Da sito archeologico a simbolo di distruzione.

A perfetta e suggestiva location per un concerto. Si tratta di Palmira, riportata alla vita dai russi dopo la terribile barbarie dell’Isis che ha distrutto gran parte delle antichità presenti.

Un inno alla vita e alla cultura tra antiche mura e melodie.

In una Siria ancora dilaniata dalla guerra, ha luogo un piccolo miracolo che ha il sapore della rinascita.
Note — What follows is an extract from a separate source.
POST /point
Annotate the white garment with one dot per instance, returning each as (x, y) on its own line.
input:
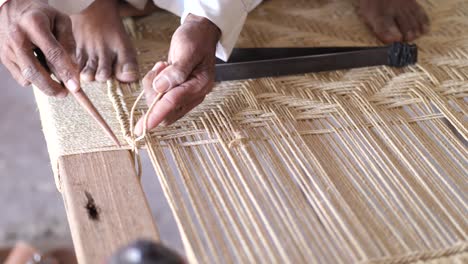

L’orchestra del Teatro Marinskij di San Pietroburgo, diretta dal maestro Gergiev, ha incantato gli spettatori di tutto il mondo con sinfonie di Bach e non solo. Una completa armonia tra storia, cultura e musica che ha ridato al luogo il prestigio di cui godeva prima dell’insediamento dello Stato Islamico.siriaconcertopalmira8

L’intento russo sarebbe quello non solo di ospitare altri concerti, ma soprattutto di riportarla allo splendore di un tempo un sito di enorme valore storico culturale e patrimonio dell’Unesco. Il ritorno in auge di Palmira, ha affermato il presidente russo Vladimir Putin, è un atto di riconoscimento nei confronti di chi ha dato la propria vita per combattere il terrorismo. Un concerto, quindi, per dimostrare che i lamenti della guerra e il rimbombo di kalashnikov non hanno vinto. Non ancora.

Non si deve dimenticare però che in Siria si sta combattendo tutt’oggi. E la resa non sembra poi così vicina. I negoziati aperti finora tra le forze americane e quelle russo-siriane non hanno ancora portato ad un accordo definitivo. E l’o Stato Islamico dilania giorno dopo giorno la popolazione di Aleppo.
Migliaia e migliaia di giovani, famiglie e bambini periscono a causa di ordigni o di pazzi a brandelli che implodono con boati e scariche che stonano con il melodioso vibrare dell’aria di Palmira. Per salvare loro la vita non basta un concerto.